Как почти все коммерческие государства, Карфаген не знал демократии. Бедные страдали под безличным и безразличным гнетом богатых…

Римские авгуры и летописцы, сообщавшие, что в эти дни родился ребенок с головой слона и звезды сыпались с неба, как камни, гораздо лучше поняли суть дела, чем наши историки, рассуждающие о стратегии и столкновении интересов. Что-то совсем другое нависло над людьми – то самое, что чувствуем мы все, когда чужеродный дух проникает к нам, как туман или дурной запах.
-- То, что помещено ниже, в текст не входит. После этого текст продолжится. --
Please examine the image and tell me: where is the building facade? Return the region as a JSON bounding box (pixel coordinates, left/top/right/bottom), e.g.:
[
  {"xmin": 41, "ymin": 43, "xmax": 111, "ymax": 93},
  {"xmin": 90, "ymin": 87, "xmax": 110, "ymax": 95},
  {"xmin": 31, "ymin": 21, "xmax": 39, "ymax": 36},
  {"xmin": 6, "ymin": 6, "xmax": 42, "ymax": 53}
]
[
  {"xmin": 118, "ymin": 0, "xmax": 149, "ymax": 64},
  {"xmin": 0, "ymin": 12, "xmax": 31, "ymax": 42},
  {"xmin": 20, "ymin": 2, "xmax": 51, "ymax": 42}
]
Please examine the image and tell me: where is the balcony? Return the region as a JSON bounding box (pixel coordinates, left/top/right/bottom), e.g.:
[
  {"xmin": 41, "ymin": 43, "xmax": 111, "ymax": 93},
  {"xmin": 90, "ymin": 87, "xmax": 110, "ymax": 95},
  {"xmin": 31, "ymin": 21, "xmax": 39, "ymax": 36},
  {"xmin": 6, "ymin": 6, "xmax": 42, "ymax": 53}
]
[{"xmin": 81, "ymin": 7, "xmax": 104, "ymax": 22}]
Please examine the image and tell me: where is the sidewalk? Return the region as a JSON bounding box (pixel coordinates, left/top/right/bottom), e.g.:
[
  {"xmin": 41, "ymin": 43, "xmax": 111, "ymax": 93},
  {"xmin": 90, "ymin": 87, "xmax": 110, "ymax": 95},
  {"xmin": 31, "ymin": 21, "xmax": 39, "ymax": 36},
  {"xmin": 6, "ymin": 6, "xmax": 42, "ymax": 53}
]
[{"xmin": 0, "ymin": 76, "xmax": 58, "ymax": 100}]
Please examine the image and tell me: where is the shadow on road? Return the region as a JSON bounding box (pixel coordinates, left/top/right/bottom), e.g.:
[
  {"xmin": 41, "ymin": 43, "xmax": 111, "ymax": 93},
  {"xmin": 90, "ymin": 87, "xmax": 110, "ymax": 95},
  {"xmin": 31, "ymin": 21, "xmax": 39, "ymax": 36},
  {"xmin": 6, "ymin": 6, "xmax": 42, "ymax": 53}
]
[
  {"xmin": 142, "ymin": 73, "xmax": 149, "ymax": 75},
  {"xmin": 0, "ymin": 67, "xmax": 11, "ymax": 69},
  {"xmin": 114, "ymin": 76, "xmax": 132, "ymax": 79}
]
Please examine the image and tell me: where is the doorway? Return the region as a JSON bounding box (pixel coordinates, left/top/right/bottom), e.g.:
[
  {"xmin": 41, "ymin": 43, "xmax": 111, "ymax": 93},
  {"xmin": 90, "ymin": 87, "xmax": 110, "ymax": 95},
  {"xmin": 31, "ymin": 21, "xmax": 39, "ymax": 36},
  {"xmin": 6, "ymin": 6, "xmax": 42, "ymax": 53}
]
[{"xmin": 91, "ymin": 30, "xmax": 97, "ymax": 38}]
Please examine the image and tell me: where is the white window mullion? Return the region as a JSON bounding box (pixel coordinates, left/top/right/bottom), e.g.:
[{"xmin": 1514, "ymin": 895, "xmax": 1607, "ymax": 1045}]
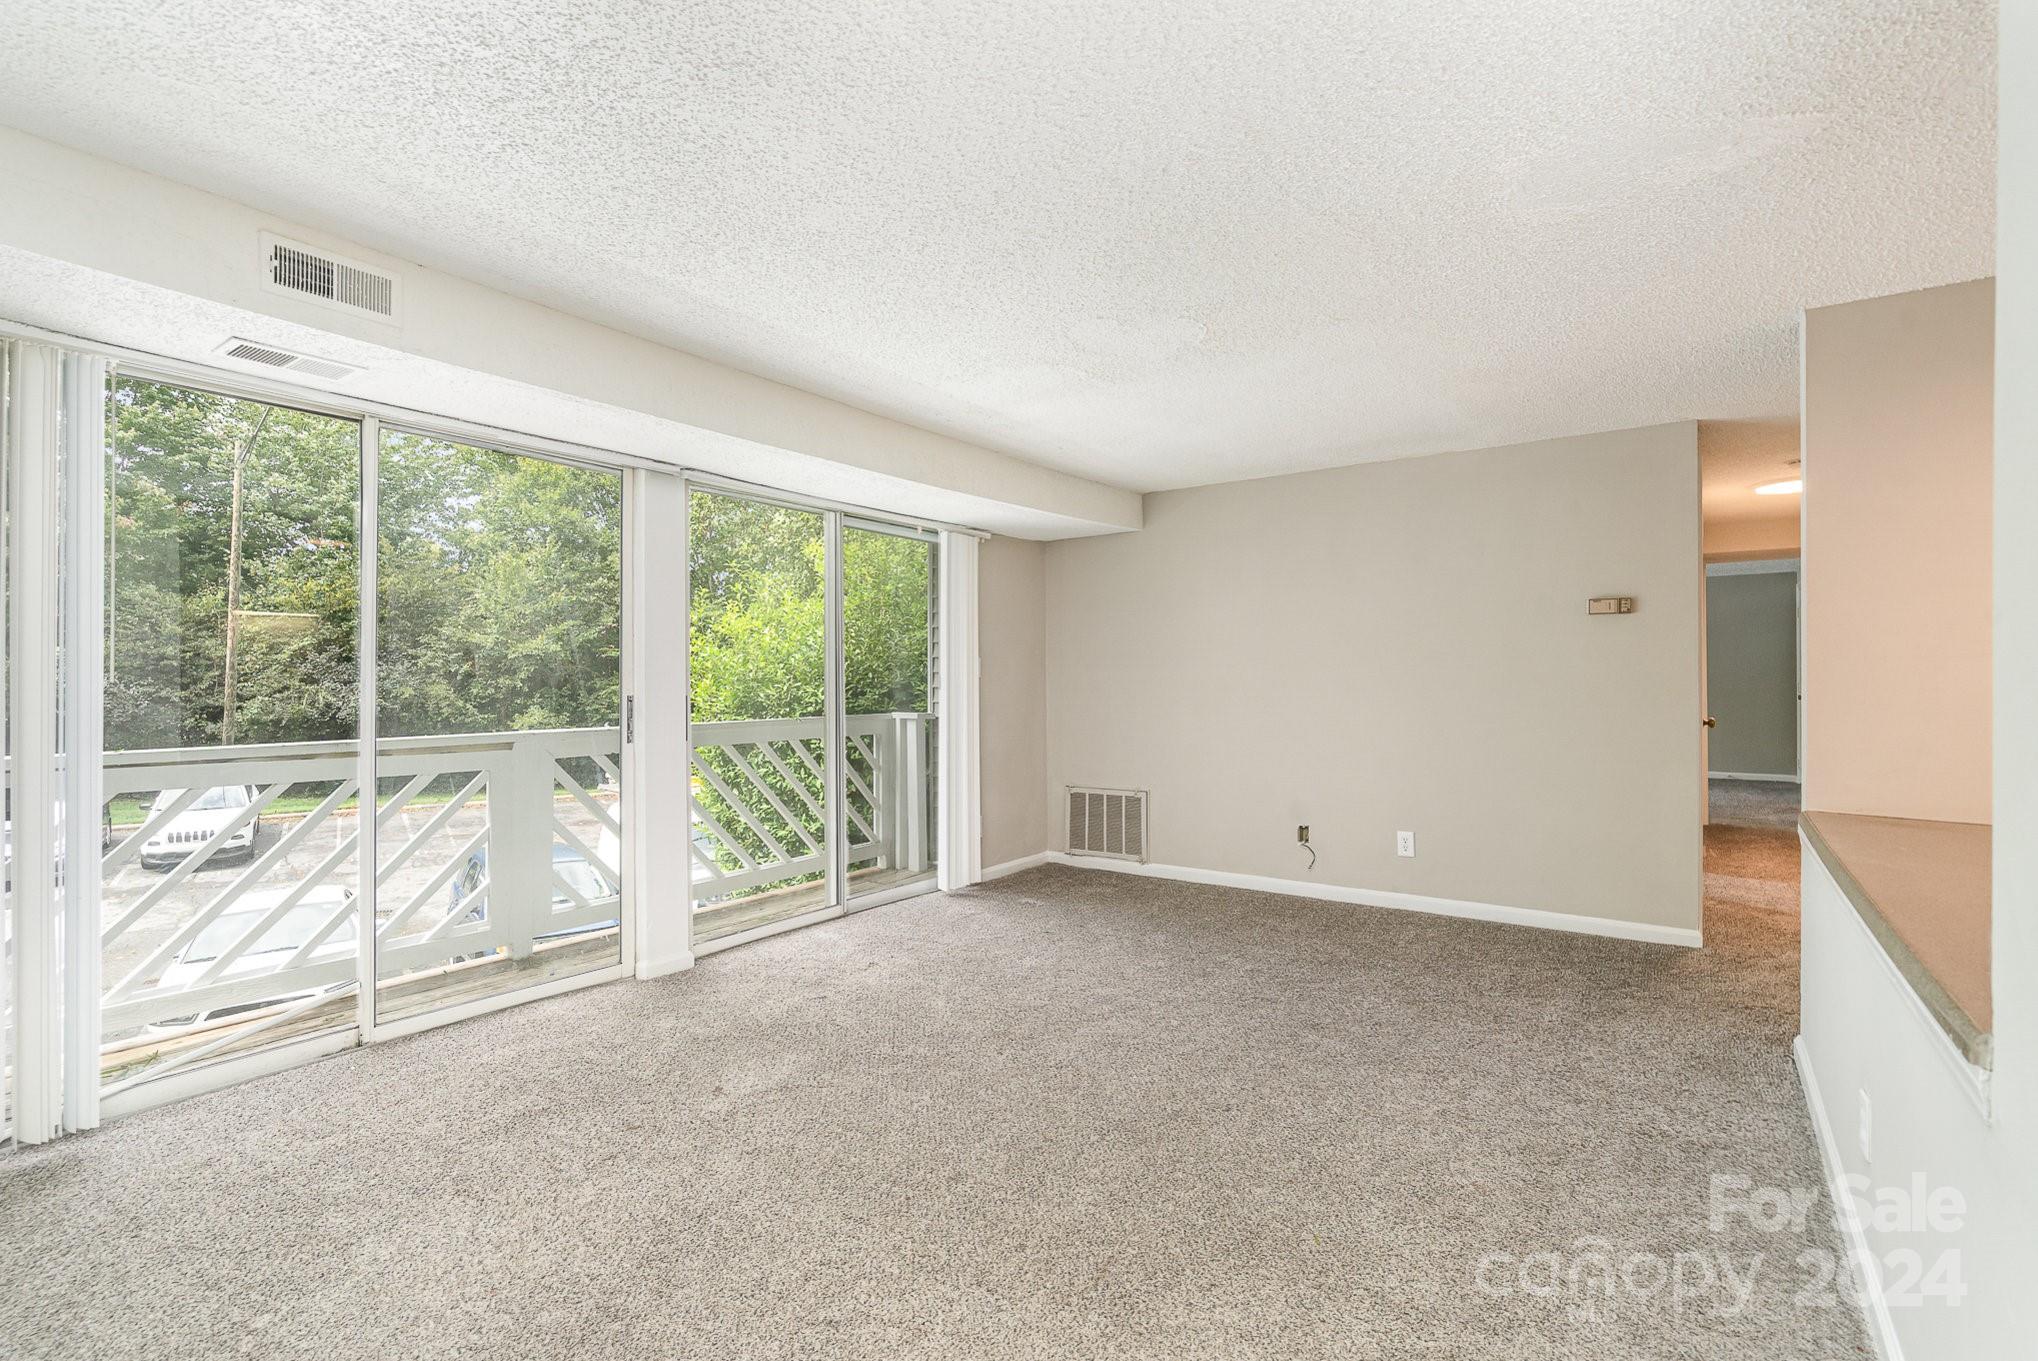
[
  {"xmin": 638, "ymin": 472, "xmax": 692, "ymax": 975},
  {"xmin": 355, "ymin": 416, "xmax": 380, "ymax": 1038},
  {"xmin": 823, "ymin": 510, "xmax": 847, "ymax": 905},
  {"xmin": 59, "ymin": 352, "xmax": 108, "ymax": 1133},
  {"xmin": 6, "ymin": 340, "xmax": 64, "ymax": 1143}
]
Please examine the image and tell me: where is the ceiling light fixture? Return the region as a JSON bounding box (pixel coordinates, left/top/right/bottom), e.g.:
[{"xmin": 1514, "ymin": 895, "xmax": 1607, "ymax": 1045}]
[{"xmin": 1754, "ymin": 478, "xmax": 1802, "ymax": 496}]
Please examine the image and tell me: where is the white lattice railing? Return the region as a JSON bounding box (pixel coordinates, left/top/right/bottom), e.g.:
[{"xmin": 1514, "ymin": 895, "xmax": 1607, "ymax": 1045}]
[
  {"xmin": 100, "ymin": 726, "xmax": 622, "ymax": 1037},
  {"xmin": 90, "ymin": 711, "xmax": 929, "ymax": 1046},
  {"xmin": 689, "ymin": 712, "xmax": 932, "ymax": 900}
]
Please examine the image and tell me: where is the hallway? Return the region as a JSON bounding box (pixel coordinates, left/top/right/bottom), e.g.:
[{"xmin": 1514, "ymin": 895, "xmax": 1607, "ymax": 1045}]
[{"xmin": 1707, "ymin": 779, "xmax": 1802, "ymax": 918}]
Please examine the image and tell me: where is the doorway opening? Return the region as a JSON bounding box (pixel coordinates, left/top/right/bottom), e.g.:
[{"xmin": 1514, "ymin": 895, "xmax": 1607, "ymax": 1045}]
[{"xmin": 1701, "ymin": 557, "xmax": 1803, "ymax": 925}]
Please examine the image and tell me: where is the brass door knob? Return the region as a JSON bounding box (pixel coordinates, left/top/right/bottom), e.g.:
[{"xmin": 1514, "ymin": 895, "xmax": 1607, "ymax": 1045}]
[{"xmin": 1703, "ymin": 716, "xmax": 1717, "ymax": 728}]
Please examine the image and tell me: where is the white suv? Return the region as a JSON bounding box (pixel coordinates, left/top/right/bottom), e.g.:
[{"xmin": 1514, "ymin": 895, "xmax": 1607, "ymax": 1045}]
[{"xmin": 139, "ymin": 784, "xmax": 260, "ymax": 871}]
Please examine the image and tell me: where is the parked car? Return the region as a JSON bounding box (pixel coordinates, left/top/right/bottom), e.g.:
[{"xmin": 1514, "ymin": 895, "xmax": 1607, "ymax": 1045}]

Не поражение в битвах и не поражение в торговле внушало римским жителям противные природе мысли о знамениях. Это Молох смотрел с горы, Ваал топтал виноградники каменными ногами, голос Танит-Неведомой шептал о любви, которая гнуснее ненависти… Боги очага падали во тьму под копытами, и бесы врывались сквозь развалины, трубя в трубу трамонтаны. Рухнули ворота Альп, ад был выпущен на волю…

Почему практичные люди убеждены, что зло всегда побеждает? Что умен тот, кто жесток, и даже дурак лучше умного, если он достаточно подл? Почему им кажется, что честь – это чувствительность, а чувствительность – это слабость? Потому что они, как и все люди, руководствуются своей верой. Для них, как и для всех, в основе основ лежит их собственное представление о природе вещей, о природе мира, в котором они живут; они считают, что миром движет страх и потому сердце мира – зло. Они верят, что смерть сильней жизни и потому мертвое сильнее живого. Вас удивит, если я скажу, что люди, которых мы встречаем на приемах и за чайным столом, – тайные почитатели Молоха и Ваала. Но именно эти умные, практичные люди видят мир так, как видел его Карфаген. В них есть та осязаемая грубая простота, из-за которой Карфаген пал…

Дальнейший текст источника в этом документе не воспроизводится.